Tuesday, August 5, 2014

DJIA update

Today could have been all of 5 down or just 4 of 5 down (the latter is my primary count).  Still, I allowed myself to get stopped out with a nice 14% profit on the day because it looked like an ending diagonal was forming on the Dow.  That implies an AM pop of 20 points and then a reversal to a lower low.  If the wave moves into the range of 16478 or higher then wave blue 2 is confirmed to be "on".  If I see that AM ending diagonal form and then  throw over the top rail and immediately come back down below then I will run back into TVIX expecting the 5th of 5 to play out at about the same size as red 1.
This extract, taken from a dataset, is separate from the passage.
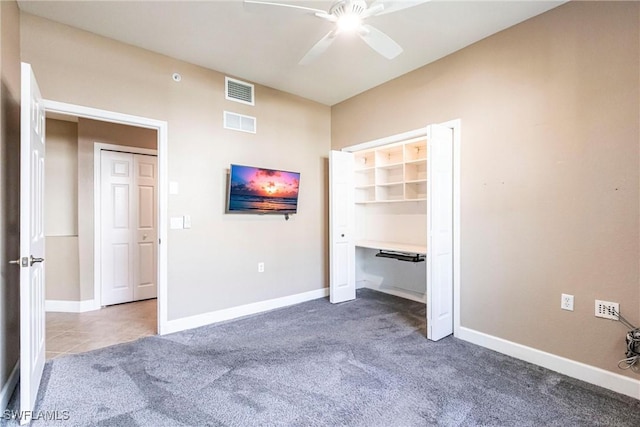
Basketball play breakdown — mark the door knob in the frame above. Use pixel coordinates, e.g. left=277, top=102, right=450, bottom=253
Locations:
left=29, top=255, right=44, bottom=265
I think the market will do an intraday reversal tomorrow in order to convince the bulls that this annoying little dip can be dismissed and now we can be off to the races again blah blah trees grow to reach the sky blah.  Once I see that 5th wave play out I have decided that I am actually going to flip short on TVIX because given that this is wave 2, the herd should put in a vee type bottom.  This happens because the herd has been used to getting away with buying every dip and so the buying is expected to be aggressive lest the train leave the station once again without you.
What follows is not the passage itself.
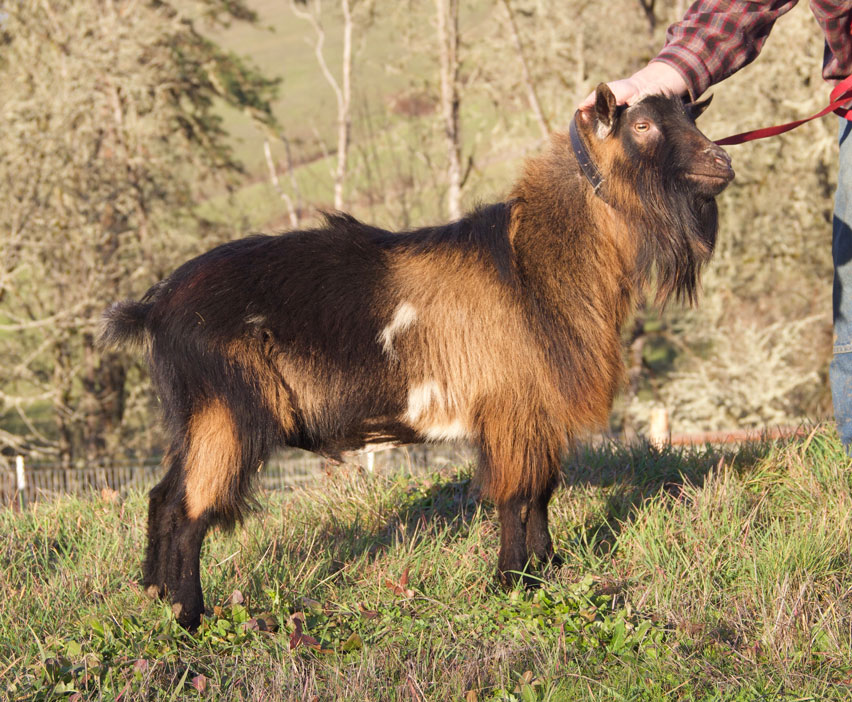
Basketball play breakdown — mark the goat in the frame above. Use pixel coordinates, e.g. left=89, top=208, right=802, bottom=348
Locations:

But the EW charts have already spoken on the matter as of today when black 5 (so far) confirmed that it was actually part or all of a 5th wave down by exceeding black 3 to the downside.  The guarantees, at the very least, one more big wave down and likely 2 move big waves down (i.e. blue 3 and blue 5 or it could also be a C wave if the count is wrong).  Said differently, right now we confirmed that we will at least get a large a-b-c before going to new market highs.  This would mean that my top level count is off by 1 - what I thought was 5 is really 3.  I think the odds of that happening are quite low but never zero.  But even if that turns out to be the case the charts now owe us a C wave after the coming sucker's bounce dissipates.  And that C wave (or 3rd wave) should be very nasty, likely containing significant gaps.  That will be a fine time to be fully invested in TVIX regardless of whether it is a C or a 3rd.
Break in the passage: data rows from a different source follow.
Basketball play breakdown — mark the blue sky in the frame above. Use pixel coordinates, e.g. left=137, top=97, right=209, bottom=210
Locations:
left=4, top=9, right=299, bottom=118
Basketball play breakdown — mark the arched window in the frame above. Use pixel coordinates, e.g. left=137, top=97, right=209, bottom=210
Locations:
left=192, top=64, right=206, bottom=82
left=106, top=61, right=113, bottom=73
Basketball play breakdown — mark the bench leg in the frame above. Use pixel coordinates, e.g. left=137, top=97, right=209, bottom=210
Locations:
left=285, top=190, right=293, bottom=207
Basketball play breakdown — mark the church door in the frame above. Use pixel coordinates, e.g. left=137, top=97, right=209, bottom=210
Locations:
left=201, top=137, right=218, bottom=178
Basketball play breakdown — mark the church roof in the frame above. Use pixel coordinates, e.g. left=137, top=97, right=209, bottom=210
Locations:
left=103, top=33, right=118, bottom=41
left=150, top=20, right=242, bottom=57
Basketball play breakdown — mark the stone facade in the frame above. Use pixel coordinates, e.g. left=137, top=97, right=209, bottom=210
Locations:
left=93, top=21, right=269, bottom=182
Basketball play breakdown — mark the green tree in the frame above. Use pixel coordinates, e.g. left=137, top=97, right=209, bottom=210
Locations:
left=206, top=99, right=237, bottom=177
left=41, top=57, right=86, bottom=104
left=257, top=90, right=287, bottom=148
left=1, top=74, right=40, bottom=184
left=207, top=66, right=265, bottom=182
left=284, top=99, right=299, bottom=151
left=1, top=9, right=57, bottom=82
Since the reason stocks are so high is due to credit expansion, the reason stocks are going to go down is because of credit contraction, AKA "liquidity crisis, credit crisis, credit panic" or several other main stream terms for what I would refer to as "the eventual and unavoidable return to the mean", "credit deflation" and "the dump which always follows the pump".  We should begin to hear more than a small trace of this during 3rd of 3rd down.